Na literatura, essa relação entre ser humano e máquina pode ganhar contornos éticos mais sensíveis. No livro Klara e o Sol, do autor Kazuo Ishiguro, Klara é uma AA (Amiga Artificial) que narra com delicadeza a história e explora os limites dos sentimentos humanos dentro de sua perspectiva, vivida na ambivalência entre se entender como máquina e se “sentir” como humana. Paradoxalmente aos sistemas de IA que vemos hoje, ela usa uma fonte sustentável de energia (recarrega-se com a luz solar) e, assim como para as pessoas, a luz solar é vital para Klara. Ela foi escolhida numa loja de robôs para cuidar de uma menina doente e em isolamento social, passando a ser eternamente grata pela escolha (já que não estava entre os modelos mais avançados) e a criar uma relação bastante simbiótica com a criança. A narrativa faz com que leitores e leitoras sintam compaixão, amor e raiva por Klara, validando nela igualmente os mesmos sentimentos, dotando-a de traços humanos. No auge dessa vinculação, quem lê reconhece o preconceito que ela sofre por ser robô e julga desprezíveis aqueles que não são capazes de tratar Klara, a amiga artificial, com humanidade.
Por mais que a ficção pareça estar perto da nossa realidade, Giulia Enders, médica e autora do livro Organ Speak: What It Really Means to Listen to Our Bodies, nos lembra que, se pudéssemos reconstruir o corpo humano a partir de sua complexidade biológica e funcionalidades específicas, a tentativa mais próxima custaria trilhões de euros e, ainda assim, seria uma tentativa frustrada. A marca d’água não deve ser pensada para inibir o conteúdo feito com o apoio de máquinas. A transparência é um direito para que as pessoas se informem se estão diante de um recorte da realidade ou de uma construção fictícia dela com a ajuda de algoritmos. Paradoxalmente, o conteúdo produzido por IA é também humano. Com a filosofia da técnica, refletimos sobre como as máquinas são uma extensão de nossa própria habilidade. Por isso, não existe uma dicotomia entre Inteligência Humana e Inteligência Artificial.
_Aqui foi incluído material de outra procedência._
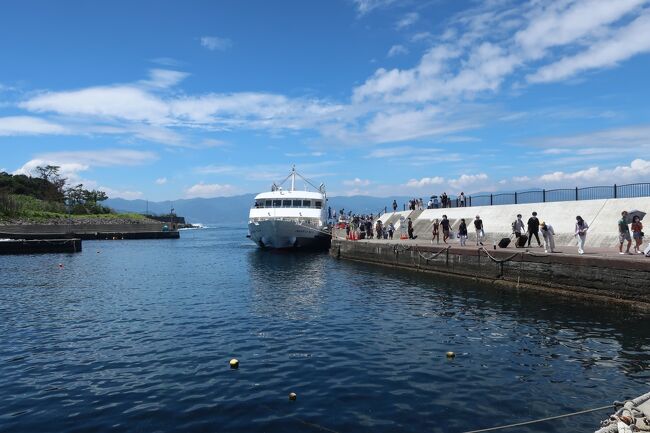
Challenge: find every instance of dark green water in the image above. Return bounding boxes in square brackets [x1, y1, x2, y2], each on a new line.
[0, 227, 650, 433]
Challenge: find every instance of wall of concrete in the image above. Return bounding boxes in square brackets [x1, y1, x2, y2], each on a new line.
[372, 197, 650, 247]
[330, 239, 650, 312]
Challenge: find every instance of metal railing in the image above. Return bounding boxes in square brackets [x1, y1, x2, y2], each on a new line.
[404, 183, 650, 210]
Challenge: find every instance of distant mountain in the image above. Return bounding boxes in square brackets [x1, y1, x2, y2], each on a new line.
[104, 194, 409, 224]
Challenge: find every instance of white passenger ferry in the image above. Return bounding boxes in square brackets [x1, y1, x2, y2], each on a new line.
[248, 167, 331, 249]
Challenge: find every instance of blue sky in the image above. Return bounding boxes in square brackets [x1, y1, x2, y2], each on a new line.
[0, 0, 650, 200]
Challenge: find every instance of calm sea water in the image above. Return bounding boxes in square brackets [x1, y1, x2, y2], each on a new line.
[0, 227, 650, 433]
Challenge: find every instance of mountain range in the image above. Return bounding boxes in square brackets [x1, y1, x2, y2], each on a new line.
[104, 194, 409, 224]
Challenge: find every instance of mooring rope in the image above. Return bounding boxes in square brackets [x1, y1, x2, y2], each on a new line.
[418, 245, 451, 260]
[393, 245, 411, 254]
[463, 404, 613, 433]
[478, 247, 519, 263]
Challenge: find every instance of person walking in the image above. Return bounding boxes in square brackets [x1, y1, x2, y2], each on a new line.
[431, 218, 440, 244]
[458, 218, 467, 247]
[575, 215, 589, 254]
[474, 215, 485, 246]
[539, 221, 555, 253]
[632, 215, 643, 254]
[618, 211, 632, 254]
[512, 213, 525, 247]
[528, 212, 542, 248]
[440, 215, 451, 243]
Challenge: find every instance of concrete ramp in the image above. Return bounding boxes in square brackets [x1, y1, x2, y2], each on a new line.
[417, 197, 650, 247]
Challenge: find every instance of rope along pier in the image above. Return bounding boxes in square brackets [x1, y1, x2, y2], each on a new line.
[463, 404, 614, 433]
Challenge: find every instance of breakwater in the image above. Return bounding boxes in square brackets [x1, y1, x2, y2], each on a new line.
[0, 223, 180, 240]
[330, 238, 650, 312]
[380, 197, 650, 247]
[0, 236, 81, 255]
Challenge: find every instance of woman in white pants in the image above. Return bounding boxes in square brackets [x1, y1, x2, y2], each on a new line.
[539, 221, 555, 253]
[575, 215, 589, 254]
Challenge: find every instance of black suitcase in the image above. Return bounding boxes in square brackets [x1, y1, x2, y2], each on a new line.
[517, 235, 528, 248]
[499, 238, 510, 248]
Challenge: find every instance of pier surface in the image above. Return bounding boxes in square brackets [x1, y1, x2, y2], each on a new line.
[330, 235, 650, 312]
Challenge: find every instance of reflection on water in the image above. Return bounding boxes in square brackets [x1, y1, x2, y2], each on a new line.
[0, 227, 650, 432]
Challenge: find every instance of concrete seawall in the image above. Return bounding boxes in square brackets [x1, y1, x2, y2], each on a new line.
[330, 238, 650, 312]
[0, 239, 81, 255]
[0, 223, 180, 240]
[380, 197, 650, 247]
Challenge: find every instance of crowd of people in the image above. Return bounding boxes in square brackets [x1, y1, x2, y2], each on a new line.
[340, 206, 644, 254]
[400, 192, 467, 212]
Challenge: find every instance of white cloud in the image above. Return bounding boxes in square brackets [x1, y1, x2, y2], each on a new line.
[185, 182, 236, 198]
[14, 149, 157, 183]
[142, 69, 189, 89]
[447, 173, 488, 188]
[386, 45, 409, 57]
[514, 0, 647, 58]
[343, 177, 372, 187]
[36, 149, 158, 167]
[539, 159, 650, 186]
[201, 36, 232, 51]
[352, 0, 396, 15]
[395, 12, 420, 30]
[406, 176, 445, 188]
[19, 85, 169, 124]
[0, 116, 69, 136]
[527, 11, 650, 83]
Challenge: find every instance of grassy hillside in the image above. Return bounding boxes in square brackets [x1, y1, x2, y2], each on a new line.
[0, 194, 147, 224]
A ambiguidade perigosa é delegar aquilo que temos de mais humano para as máquinas e, em contrapartida, realizarmos o trabalho que seria delas.
Só para constar: esse texto não foi escrito por uma ferramenta de IA, mas poderia ter sido.
Vivian Peron é Doutora em Relações Internacionais pela Universidade de Brasília (UnB), com estágio doutoral no Massachusetts Institute of Technology (MIT). Mestre em Comunicação Social (UFMG) e pós-doutora em Relações Internacionais (UnB), Sociologia (Unifesp) e Cultura Digital/ Sociologia (UFPR). Integrante do CTPol (Centro de Estudos em Comunicação, Tecnologia e Política – UnB). Atuou como pesquisadora no IPEA e consultora da UNESCO em projetos sobre políticas públicas e regulação da comunicação. Trabalha com análise de dados, comunicação digital e políticas públicas.